Aloqab Faisal, Alsadah Lulwa, Shanei Shanei
Internal Medicine, Bahrain Defence Force Hospital, Riffa, BHR.
Pathology, Arabian Gulf University, Manama, BHR.
Cureus. 2023 Oct 12;15(10):e46930. doi: 10.7759/cureus.46930. eCollection 2023 Oct.

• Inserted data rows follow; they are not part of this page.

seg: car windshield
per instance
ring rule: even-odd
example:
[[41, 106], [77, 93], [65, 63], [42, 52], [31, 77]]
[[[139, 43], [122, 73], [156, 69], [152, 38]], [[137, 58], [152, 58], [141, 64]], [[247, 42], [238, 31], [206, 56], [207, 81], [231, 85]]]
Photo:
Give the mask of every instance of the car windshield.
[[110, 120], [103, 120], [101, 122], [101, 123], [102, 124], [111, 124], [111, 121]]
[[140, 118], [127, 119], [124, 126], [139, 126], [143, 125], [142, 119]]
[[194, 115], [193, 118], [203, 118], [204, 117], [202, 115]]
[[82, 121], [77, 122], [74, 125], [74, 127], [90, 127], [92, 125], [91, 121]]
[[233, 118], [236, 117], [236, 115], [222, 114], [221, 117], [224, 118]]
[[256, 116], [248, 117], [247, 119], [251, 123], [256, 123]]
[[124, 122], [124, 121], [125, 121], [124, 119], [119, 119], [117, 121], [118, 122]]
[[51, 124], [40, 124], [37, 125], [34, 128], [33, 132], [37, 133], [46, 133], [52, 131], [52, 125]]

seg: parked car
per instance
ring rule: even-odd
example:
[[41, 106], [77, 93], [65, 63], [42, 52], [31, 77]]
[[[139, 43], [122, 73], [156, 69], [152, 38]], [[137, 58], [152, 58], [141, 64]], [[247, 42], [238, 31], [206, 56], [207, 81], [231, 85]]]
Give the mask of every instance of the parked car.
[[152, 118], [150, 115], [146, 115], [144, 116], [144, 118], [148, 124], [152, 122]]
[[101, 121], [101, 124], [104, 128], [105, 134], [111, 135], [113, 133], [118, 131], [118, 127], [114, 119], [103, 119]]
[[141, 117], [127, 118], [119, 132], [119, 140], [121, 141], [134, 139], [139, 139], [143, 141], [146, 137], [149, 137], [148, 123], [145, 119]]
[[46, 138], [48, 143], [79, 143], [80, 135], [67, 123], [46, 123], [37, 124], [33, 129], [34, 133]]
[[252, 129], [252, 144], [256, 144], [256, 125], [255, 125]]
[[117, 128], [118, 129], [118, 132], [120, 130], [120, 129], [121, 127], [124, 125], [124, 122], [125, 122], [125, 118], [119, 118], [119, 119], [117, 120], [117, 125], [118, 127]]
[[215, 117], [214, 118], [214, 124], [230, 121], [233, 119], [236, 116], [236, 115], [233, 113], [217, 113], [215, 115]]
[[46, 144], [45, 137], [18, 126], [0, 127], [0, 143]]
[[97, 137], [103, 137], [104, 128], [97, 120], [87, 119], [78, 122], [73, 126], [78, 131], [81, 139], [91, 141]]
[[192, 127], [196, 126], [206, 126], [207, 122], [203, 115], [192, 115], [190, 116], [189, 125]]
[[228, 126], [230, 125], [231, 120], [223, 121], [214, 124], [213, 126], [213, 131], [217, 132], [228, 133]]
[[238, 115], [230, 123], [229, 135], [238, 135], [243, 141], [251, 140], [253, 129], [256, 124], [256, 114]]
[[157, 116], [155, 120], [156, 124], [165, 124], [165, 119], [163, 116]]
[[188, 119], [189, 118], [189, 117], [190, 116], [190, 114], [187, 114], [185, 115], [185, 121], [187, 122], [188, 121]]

Acute purulent pericarditis is a fatal complication of bacterial pericarditis. Purulent pericarditis usually arises secondary to an infection that spreads directly or hematogenously. The mortality rate reaches 100% in untreated purulent pericarditis. We present a case of complex idiopathic purulent pericarditis caused by Methicillin-sensitive (MSSA). In this report a 39-year-old male presented with shortness of breath, cough and chest pain. He was diagnosed with pericardial effusion with signs of cardiac tamponade. He underwent pericardiocentesis and aspirated pericardial fluid grew He was started on IV antibiotics. However, he had a recollection of pericardial fluid and thus a pericardial window and removal of fibrinous material was done. He was treated with IV antibiotics for a total of seven weeks. High clinical suspicion is needed in diagnosing purulent pericarditis and prompt treatment helps in achieving favorable outcomes for the patient as demonstrated in our case.
急性化脓性心包炎是细菌性心包炎的一种致命并发症。化脓性心包炎通常继发于直接蔓延或血行播散的感染。未经治疗的化脓性心包炎死亡率达100%。我们报告一例由甲氧西林敏感金黄色葡萄球菌(MSSA)引起的复杂性特发性化脓性心包炎病例。本报告中,一名39岁男性出现呼吸急促、咳嗽和胸痛症状。他被诊断为心包积液并有心脏压塞体征。他接受了心包穿刺术,抽出的心包液培养出……(此处原文似乎不完整)他开始静脉使用抗生素治疗。然而,他的心包液再次积聚,因此进行了心包开窗术并清除了纤维蛋白样物质。他总共接受了七周的静脉抗生素治疗。诊断化脓性心包炎需要高度的临床怀疑,及时治疗有助于患者取得良好预后,如我们病例所示。